PRESENTIMIENTO DE DESGRACIA

Aurora se despertó en mitad de la noche y no pudo volver a conciliar el sueño hasta que amaneció. Una pesadilla o quizá algún desasosiego inexplicable la había alterado profundamente. Sentía el pecho tan oprimido que las lágrimas le resbalaban sin control por las mejillas. No entendía el motivo; solo sabía que algo la angustiaba. Le costaba respirar, y una sensación terrible de fatalidad inminente se apoderó de ella.

Me levanté y me acerqué a la cuna donde dormía mi pequeño hijo, Gabriel. El niño sonreía entre sueños y hacía gracias con los labios. Le tapé bien con la sabanita y salí hacia la cocina. Por la ventana solo se veía la oscuridad más espesa de la madrugada.

¿Otra vez sin dormir, Aurora? escuché la voz de Javier a mis espaldas.

Otra vez, sí. No sé qué me pasa, Javi contesté en un susurro.

Será eso que llaman depresión posparto trató de bromear mi mujer.

No lo creo Gabriel ya tiene casi seis meses. Nunca apareció la dichosa depresión, ¿por qué iba a comenzar ahora?

Vete tú a saber.
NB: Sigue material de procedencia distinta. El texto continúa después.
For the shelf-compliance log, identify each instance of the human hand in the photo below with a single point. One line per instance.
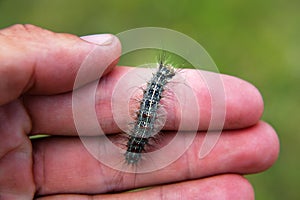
(37, 72)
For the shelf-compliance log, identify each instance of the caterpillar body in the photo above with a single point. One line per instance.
(147, 115)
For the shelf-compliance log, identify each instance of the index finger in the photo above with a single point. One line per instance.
(39, 61)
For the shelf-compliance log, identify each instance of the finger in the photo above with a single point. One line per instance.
(16, 179)
(227, 186)
(243, 106)
(63, 165)
(42, 62)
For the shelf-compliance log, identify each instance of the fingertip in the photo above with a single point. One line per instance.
(244, 103)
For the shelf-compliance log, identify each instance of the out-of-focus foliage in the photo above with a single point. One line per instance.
(256, 40)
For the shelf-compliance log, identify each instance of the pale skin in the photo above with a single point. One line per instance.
(37, 72)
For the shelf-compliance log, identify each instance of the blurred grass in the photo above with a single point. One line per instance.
(255, 40)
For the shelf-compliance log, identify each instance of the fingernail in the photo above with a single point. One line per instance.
(99, 39)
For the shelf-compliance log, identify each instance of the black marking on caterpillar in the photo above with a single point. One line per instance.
(144, 127)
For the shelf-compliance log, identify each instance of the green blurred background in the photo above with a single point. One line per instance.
(258, 41)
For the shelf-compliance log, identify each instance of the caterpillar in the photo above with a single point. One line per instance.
(147, 115)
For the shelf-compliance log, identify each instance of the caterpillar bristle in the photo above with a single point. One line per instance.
(146, 123)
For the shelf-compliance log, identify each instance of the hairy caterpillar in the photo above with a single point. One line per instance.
(144, 126)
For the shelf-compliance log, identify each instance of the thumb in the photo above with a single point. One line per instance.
(38, 61)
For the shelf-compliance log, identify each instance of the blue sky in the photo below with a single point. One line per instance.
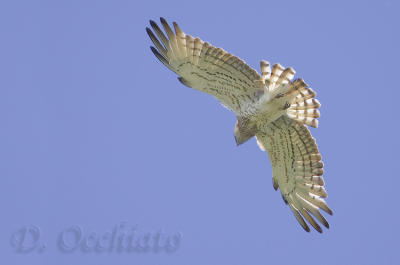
(96, 133)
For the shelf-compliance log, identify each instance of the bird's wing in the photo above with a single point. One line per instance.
(205, 67)
(297, 169)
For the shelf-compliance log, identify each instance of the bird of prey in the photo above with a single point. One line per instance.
(270, 106)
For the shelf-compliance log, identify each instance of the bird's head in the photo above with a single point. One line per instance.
(240, 134)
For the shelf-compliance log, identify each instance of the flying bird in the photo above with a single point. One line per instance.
(270, 106)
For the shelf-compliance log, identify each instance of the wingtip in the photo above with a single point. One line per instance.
(162, 20)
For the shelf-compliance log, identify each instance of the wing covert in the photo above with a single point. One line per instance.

Hormonas, nervios No te preocupes, todo irá bien me animó abrazándome.

Tengo mucho miedo le susurré, abrazando a mi mujer con fuerza.

Verás como sí me aseguró, besándome la frente.

Tres semanas más tarde, llamaron a Aurora desde el centro de salud: la pediatra de familia la había citado. Acababan de hacerle la revisión de los seis meses a Gabriel: analíticas, especialistas La llamada de la enfermera la pilló desprevenida.

¿Ha pasado algo? pregunté inquieto.

No te preocupes, Aurora. La doctora te lo explicará todo respondió la enfermera.

En la consulta de pediatría, de nuevo una interminable cola. Aurora se agitaba, envuelta en la inquietud. Cuando por fin los hicieron pasar, estaba al límite.

Siéntese, por favor dijo la doctora suavemente. Aurora Moreno, necesito comentarle una cosa. No se asuste, pero necesitamos repetir algunas pruebas.

¿Qué ocurre? alcancé a decir mientras sentía el corazón desplomarse. Por fin comprendí la raíz de aquellos malos presentimientos.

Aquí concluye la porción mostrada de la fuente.